Prof. Birgit Aschmann, ZdK-Sprecherin für ethische und politische Grundfragen, sagte: „Die nähere Vergangenheit gehört zu den strittigsten Fragen der aktuellen Politikdebatte. Hätte man den Krieg kommen sehen müssen? Welche Verantwortung ist den Politikern der Jahre vor der Zeitenwende anzulasten?“ Die Historikerin fuhr fort: „Gerade gestern habe ich noch mit einem guten Freund darüber gestritten, der nachweislich schon 2014 Zeichen an der Wand gesehen hatte und heute argumentiert, die deutsche Politik habe diese Zeichen vielen Warnungen zum Trotz nicht sehen wollen.“ Annegret Kramp-Karrenbauer, Sprecherin des ZdK für nachhaltige Entwicklung und globale Verantwortung, hatte zuvor in die Thematik eingeführt und von der „Notwendigkeit einer Friedensethik in Kriegszeiten“ gesprochen.
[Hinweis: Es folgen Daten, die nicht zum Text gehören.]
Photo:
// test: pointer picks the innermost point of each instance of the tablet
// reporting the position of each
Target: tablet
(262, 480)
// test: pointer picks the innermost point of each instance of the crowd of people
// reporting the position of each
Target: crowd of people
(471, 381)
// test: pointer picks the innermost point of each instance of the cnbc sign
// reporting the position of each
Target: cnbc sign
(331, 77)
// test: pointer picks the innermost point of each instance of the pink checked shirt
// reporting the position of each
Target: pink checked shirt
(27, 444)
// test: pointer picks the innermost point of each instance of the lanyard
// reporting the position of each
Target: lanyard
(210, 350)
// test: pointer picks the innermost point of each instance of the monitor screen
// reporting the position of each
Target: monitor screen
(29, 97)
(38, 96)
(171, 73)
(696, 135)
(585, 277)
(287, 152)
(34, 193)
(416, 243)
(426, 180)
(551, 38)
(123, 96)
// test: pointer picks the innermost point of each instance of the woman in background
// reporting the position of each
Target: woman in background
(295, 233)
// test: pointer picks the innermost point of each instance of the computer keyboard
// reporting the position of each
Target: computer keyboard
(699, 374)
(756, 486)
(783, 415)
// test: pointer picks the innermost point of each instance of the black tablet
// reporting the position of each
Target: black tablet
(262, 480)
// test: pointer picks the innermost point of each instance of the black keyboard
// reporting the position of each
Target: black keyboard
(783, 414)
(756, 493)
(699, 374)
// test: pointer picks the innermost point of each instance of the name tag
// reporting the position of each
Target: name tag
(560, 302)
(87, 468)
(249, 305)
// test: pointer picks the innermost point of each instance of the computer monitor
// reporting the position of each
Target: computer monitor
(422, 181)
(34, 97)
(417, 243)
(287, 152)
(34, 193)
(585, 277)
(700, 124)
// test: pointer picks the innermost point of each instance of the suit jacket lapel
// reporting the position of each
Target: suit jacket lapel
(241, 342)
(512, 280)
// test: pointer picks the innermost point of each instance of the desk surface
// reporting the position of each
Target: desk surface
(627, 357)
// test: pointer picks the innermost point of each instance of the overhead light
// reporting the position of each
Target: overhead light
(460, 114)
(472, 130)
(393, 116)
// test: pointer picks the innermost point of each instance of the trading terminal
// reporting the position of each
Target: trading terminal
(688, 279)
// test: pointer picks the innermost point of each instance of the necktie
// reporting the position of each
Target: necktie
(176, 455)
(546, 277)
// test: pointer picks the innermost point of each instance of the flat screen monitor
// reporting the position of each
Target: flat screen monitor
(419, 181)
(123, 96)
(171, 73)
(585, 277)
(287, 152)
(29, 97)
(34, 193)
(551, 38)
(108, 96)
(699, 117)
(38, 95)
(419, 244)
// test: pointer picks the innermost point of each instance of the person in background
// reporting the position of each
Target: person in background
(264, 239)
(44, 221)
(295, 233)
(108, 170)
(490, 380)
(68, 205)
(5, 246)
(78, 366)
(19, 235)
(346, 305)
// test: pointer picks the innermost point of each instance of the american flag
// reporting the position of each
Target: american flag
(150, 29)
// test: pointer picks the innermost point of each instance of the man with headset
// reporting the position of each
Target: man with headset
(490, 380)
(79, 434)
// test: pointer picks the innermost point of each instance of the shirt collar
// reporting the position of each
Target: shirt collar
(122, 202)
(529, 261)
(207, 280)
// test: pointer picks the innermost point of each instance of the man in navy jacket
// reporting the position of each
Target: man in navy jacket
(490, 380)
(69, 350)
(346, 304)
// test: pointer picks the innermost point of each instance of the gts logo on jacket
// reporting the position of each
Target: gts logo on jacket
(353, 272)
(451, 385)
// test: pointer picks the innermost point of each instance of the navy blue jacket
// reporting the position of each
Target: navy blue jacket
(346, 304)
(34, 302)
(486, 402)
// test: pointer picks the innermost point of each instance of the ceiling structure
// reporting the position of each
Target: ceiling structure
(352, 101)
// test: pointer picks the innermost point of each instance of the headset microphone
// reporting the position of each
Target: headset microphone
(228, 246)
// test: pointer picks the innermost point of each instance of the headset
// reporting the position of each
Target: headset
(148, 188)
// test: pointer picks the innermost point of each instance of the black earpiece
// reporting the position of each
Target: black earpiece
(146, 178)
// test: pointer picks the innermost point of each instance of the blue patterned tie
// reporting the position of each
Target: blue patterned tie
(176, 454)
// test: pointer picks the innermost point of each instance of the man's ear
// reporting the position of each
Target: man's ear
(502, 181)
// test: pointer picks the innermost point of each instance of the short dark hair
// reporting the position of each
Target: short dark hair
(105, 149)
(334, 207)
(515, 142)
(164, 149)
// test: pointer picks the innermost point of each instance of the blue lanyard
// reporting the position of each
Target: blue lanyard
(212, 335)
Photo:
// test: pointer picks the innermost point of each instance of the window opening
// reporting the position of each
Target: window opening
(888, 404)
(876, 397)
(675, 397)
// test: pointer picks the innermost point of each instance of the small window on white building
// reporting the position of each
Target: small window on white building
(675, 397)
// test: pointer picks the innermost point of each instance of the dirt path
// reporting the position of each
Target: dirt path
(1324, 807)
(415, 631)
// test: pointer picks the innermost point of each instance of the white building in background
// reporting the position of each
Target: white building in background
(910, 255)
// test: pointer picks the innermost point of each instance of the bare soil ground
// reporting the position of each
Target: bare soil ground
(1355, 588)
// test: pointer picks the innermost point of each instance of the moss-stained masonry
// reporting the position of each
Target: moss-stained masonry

Man müsse nun auf mehr europäische Zusammenarbeit setzen und über die aktuelle militärische Auseinandersetzung hinausdenken.
Im Zentrum der Diskussion stand das offensichtliche Dilemma, Frieden möglichst schnell zu wollen, aber militärische Unterstützung der Ukraine zu leisten. Was nach Jahrzehnten der Debatte um Frieden und Sicherheit in Deutschland und in Europa der Vergangenheit anzugehören schien, ist mit einem Krieg mitten in Europa seit Februar 2022 eine neue, eine aktuelle Frage.
Carlo Masala stellte heraus, dass „auf dem Schlachtfeld auch über die bessere Position am Verhandlungstisch entschieden“ werde. Deshalb müsse die Ukraine militärisch unterstützt werden. Nur so könne ein Verhandlungsfriede erreicht werden, der keinen Diktatfrieden Russlands bedeute. Jamila Schäfer MdB betonte, dass der Ukraine humanitäre, finanzielle und militärische Hilfe geleistet werden müsse: „Putins imperialistischer Größenwahn muss gestoppt werden, damit Frieden einkehrt. Grenzen dürfen nicht mit Gewalt verschoben werden. Das ist das zentrale Prinzip einer pazifistischen Weltordnung.“
Wie ein Mit- und Nebeneinander möglich werden könne, beschäftigte Andriy Mykhaleyko. Das Ende des Krieges bedeute eben noch nicht automatisch den Übergang in eine friedliche Koexistenz Russlands mit der Ukraine: „Ohne eine tiefgreifende politische und gesellschaftliche Transformation Russlands werden wir weder in der Ukraine noch in Europa einen dauerhaften Frieden erreichen.“
Um diesen Frieden realisieren zu können, braucht es nach Clemens Ronnefeldt „eine breite internationale Unterstützung für einen Waffenstillstand, ein Ende des Blutvergießens und der Zerstörungen in der Ukraine, einen Rückzug der russischen Invasionstruppen sowie umfangreiche humanitäre Hilfe für die notleidende ukrainische Bevölkerung.“ Das Telefonat, das Xi Jingping jüngst mit dem ukrainischen Präsidenten Selenskyi geführt habe, gebe erstmals Hoffnung, dass verhärtete Muster aufbrechen könnten. Daran müsse weiter gearbeitet werden, so Ronnefeldt.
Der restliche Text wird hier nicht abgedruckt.